Leveraging the needs of the market
Singles, childless couples, and empty nesters have two things in common: They are growing in number, and they want a unique type of home. Single-family homes located in conventional suburbs make up 90% of the current housing stock available in the United States, yet more and more, consumers are seeking non-single-family housing options that offer a walkable lifestyle.
This adds up to a 35 million unit shortage in multifamily housing across the country. So what is it consumers like about walkable communities? They offer a mix of single-family and multifamily housing types; shopping, cultural amenities, and jobs within walking distance; and good access to public transportation.
Young, highly educated, technology-driven members of the population desire mobile, walkable lifestyles.
Millenials, persons born between 1980 and 1999, make up 25% of the current population. Members of this age group are technologically savvy, highly mobile, and anxious to delay families while building their careers.
According to Gregg Logan, managing director of RCLCO, 77% of them want to live in an urban center: Millenials are willing to sacrifice less individual space in favor of more flexible working situations, stimulating mixed-use neighborhoods, and a variety of rental and for-sale housing.
There has also been a drop in car ownership among people under the age of 30. Areas that offer multimodal transportation systems are expected to attract an increasing number of households within this age bracket.
And, while millennials are generally waiting longer to start families, Logan says 70% of them don’t plan to move to the suburbs once they have them, therefore demanding safe streets, cultural amenities geared for children, and good schools located in an urban context.
Americans are working and living longer, and they want to stay mobile and active in their later years.
The baby boomer generation represents almost 20% of the population—by 2030, one in five Americans will be 65 or older (Urban Land Institute, What’s Next?
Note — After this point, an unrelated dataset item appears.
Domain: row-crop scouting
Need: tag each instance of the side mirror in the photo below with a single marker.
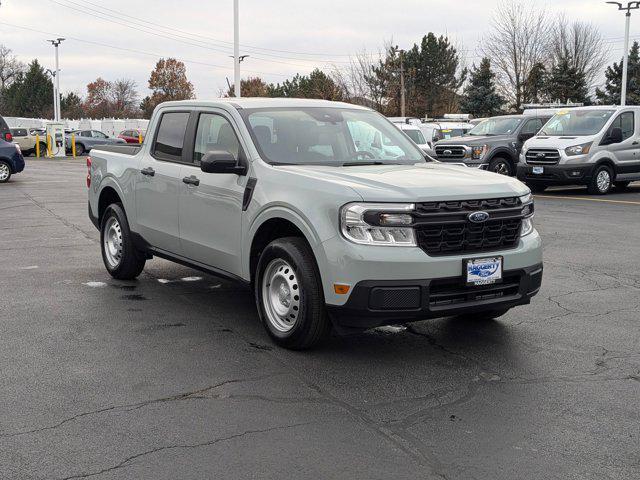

Real Estate in the New Economy, 2011). Unlike the previous generation, this growing population of retirees doesn’t want to live in traditional retirement communities.
Health and wellness are still top priorities, but so is access to transportation and connectivity. Americans are living longer and staying active longer, but they won’t drive forever and they don’t want to be dependent on their family members to get around.
Affluent seniors seek to downsize from their large suburban homes to more convenient, easy-to-care-for townhouses, apartments, or condos, while others need quality, affordable housing that won’t break their limited budget. Many retirees would like to move close to, but not live with, their children and grandchildren.
A greater variety of household sizes and demographics require a greater variety of housing choices.
Multigenerational homes have increased by 17% since 1940, and that number continues to rise. The growing senior population, an increase in immigration, and an increased desire to live in intergenerational neighborhoods all contribute to the growing demand for multigenerational and even multifamily households.
In addition, multigenerational homes have increased by 17% since 1940, and that number continues to rise. The growing senior population, an increase in population that has cultural traditions that encourage multi-generational living, and an increased desire to live in intergenerational neighborhoods all contribute to the growing demand for multigenerational and even multifamily households.
A 2011 report from the Urban Land Institute showed that the percentage of working-age Americans is decreasing while the percentage of non-working dependents increasing, further stressing financial resources. To serve these consumers, we need more creative intergenerational and multifamily living situations.
A growing demand for a walkable lifestyle has the potential to transform sprawling suburbs into walkable communities.
A generation ago cities struggled to implement the revitalization of downtowns and urban neighborhoods. Now the urban redevelopment challenge has shifted to the suburbs where underutilized parking lots, abandoned strip malls, and foreclosures have created a plethora of opportunities for rethinking the development patterns to create new walkable communities as is discussed in Ellen Dunham Jones’s Retrofitting Suburbia.
The Urban Land Institute’s 2012 report What’s Next at the Local Level showed that there is a growing consumer demand to reshape many of America’s conventional suburbs into walkable, transit-oriented communities that provide a variety of housing choices.
There is an opportunity for creating more compact walkable suburban centers, reviving valuable park space, and updating infrastructure to provide more sustainable communities. Multi-unit housing is expected to concentrate and grow around mass transit stations and near suburban town centers that are transitioning single-use strips into mixed-use corridors.